Действительно, положительные герои соцреализма были добродетельными по всем статьям, что отмечал в свое время Андрей Синявский. Вот и в спектакле генерал медслужбы Любомиров (Андрей Чубченко) без колебаний идет для пользы дела на должность с понижением. Военные медики принимают страдания раненых близко к сердцу, а в случае смерти пациента могут и зарыдать. Медицинскому спирту они решительно предпочитают чай. Роману юной медсестры Веры (Анна Шишкина) и бравого лейтенанта-разведчика (Максим Хрусталев) готовы горячо содействовать. Операции здесь делают, рискуя собственной жизнью, а за справедливость стоят горой.
Фото: Евгений Люлюкин
Но чтобы возник хоть какой-нибудь конфликт, среди этих агнцев должен явиться козлище. В пьесе подполковник Ступаков уже с первых сцен заклеймен как доносчик и карьерист, подающий докладные в особый отдел по всякому поводу. Но в спектакле этот момент опущен. Здесь герой Константина Юдаева — просто начальник образцового полевого госпиталя. Хороший врач, но формалист, адепт уставов и инструкций. Есть у него и слабое место: медсестра Вера — его дочь, он ее всячески оберегает и даже норовит отдать ее возлюбленного под трибунал. Но Вера бежит с лейтенантом на передовую, в его гвардейский полк.
Между тем генерал Любомиров требует перенести полевые госпитали ближе к передовой: ведь чем быстрее сделают операцию, тем больше шансов спасти раненого. Но подполковник Ступаков осторожничает. И у него есть свои резоны: немцы вдруг прорывают фронт и едва не громят один из медсанбатов, а случись такое с целым госпиталем — беда будет куда большей… Еще раз напомним: Ступаков здесь не заведомый негодяй, а просто усердный служака, даже не без обаяния. И кто сказал, что осторожность — лишнее качество для врача?

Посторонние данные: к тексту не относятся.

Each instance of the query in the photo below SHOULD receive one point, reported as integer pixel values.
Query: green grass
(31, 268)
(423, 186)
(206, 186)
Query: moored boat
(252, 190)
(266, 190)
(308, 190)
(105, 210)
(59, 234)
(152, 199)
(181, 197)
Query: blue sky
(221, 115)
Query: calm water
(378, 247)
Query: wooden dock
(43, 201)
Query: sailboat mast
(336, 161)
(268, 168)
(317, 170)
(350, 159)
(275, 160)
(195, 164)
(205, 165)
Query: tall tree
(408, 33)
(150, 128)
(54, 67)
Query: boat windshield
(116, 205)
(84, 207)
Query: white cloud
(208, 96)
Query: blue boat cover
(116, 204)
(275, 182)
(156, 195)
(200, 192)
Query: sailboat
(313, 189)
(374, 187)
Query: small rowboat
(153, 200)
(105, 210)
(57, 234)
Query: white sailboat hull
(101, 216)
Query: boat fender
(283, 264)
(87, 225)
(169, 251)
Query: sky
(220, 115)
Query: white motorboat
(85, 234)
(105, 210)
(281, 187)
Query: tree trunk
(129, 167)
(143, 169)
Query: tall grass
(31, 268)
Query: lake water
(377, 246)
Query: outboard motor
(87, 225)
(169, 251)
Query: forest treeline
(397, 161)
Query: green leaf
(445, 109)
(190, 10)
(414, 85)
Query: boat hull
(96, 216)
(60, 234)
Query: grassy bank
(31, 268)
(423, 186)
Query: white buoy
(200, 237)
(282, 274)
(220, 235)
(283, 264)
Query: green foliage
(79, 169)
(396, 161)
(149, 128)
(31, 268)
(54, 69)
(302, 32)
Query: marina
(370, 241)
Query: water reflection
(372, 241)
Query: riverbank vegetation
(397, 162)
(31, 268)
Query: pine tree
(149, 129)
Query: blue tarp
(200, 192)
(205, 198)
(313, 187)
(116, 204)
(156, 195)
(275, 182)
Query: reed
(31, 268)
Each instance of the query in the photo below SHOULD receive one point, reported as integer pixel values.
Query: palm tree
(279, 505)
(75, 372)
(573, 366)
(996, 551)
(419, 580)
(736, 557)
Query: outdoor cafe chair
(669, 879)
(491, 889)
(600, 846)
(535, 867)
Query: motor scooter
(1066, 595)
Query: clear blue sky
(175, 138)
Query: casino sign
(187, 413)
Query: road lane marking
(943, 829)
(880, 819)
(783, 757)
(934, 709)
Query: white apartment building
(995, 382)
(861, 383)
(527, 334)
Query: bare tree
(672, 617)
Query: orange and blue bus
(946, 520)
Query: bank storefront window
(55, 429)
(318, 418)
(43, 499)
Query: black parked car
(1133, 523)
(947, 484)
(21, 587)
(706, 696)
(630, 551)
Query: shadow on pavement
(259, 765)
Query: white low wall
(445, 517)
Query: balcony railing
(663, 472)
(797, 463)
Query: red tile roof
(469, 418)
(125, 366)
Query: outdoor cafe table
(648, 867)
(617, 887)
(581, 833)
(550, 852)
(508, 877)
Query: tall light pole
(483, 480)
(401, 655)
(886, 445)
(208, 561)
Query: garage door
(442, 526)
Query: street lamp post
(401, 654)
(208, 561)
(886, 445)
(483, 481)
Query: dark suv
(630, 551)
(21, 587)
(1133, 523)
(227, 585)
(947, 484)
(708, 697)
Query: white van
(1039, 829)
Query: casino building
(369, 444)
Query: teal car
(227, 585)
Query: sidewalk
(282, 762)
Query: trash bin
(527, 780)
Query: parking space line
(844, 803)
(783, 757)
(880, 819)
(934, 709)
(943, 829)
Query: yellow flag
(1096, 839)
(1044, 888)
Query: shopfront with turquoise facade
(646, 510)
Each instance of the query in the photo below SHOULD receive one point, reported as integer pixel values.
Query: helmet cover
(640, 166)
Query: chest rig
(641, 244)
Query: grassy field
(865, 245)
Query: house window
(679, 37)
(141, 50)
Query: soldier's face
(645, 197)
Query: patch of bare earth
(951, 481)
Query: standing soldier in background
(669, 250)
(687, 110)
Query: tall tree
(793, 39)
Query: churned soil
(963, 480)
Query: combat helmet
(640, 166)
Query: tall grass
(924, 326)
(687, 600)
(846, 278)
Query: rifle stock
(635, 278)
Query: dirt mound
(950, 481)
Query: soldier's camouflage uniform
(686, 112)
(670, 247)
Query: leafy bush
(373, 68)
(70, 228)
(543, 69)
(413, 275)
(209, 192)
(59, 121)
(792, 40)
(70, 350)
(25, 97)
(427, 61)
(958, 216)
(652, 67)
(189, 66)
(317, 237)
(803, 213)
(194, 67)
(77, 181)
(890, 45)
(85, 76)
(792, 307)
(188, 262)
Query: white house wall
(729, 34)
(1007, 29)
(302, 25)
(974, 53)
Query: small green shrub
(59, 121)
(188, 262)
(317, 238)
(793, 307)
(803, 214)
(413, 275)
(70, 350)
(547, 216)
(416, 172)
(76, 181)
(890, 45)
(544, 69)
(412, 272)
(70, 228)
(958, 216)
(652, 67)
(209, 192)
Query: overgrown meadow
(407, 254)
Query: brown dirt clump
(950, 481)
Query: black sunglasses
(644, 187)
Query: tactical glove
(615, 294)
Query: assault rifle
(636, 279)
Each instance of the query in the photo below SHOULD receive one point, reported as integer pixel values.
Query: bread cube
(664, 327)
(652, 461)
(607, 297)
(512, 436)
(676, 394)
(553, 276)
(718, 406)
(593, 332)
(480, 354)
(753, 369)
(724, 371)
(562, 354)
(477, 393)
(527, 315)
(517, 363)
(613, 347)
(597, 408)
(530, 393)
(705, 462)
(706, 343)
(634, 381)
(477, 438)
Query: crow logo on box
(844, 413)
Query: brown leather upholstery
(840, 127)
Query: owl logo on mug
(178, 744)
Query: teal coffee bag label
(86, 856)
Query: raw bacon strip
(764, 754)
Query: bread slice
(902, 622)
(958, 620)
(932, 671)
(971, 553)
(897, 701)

В ходе возникшей паники Вера тяжело ранена (ее спасает Любомиров, виртуозный хирург). А Ступаков делает страшную должностную ошибку и сам попадает под трибунал, а затем и в штрафбат. Причем и отец, и дочь уверены в гибели друг друга.
Фото: Евгений Люлюкин
Актеры в предлагаемых обстоятельствах выглядят в целом убедительно. Конечно, реальные медики Великой Отечественной были мало похожи на героев спектакля. Но это нас смущать не должно: у искусства свои законы. Все ведь знают, что реальные полицейские не похожи на киношных — но всё равно смотрят детективные и криминальные сериалы.
Но, похоже, создатели спектакля так и не определились, что же они хотели поставить: страшную сказку, мистерию или нормативную соцреалистическую драму. И мораль выглядит неоправданно суровой. После войны Ступаков разыскивает свою дочь, но Вера с мужем не хотят с ним знаться. И что это значит — «никакого гуманизма врагам гуманизма»? И как это вяжется с высокой, пусть и отчасти сказочной, моралью добродетельных героев?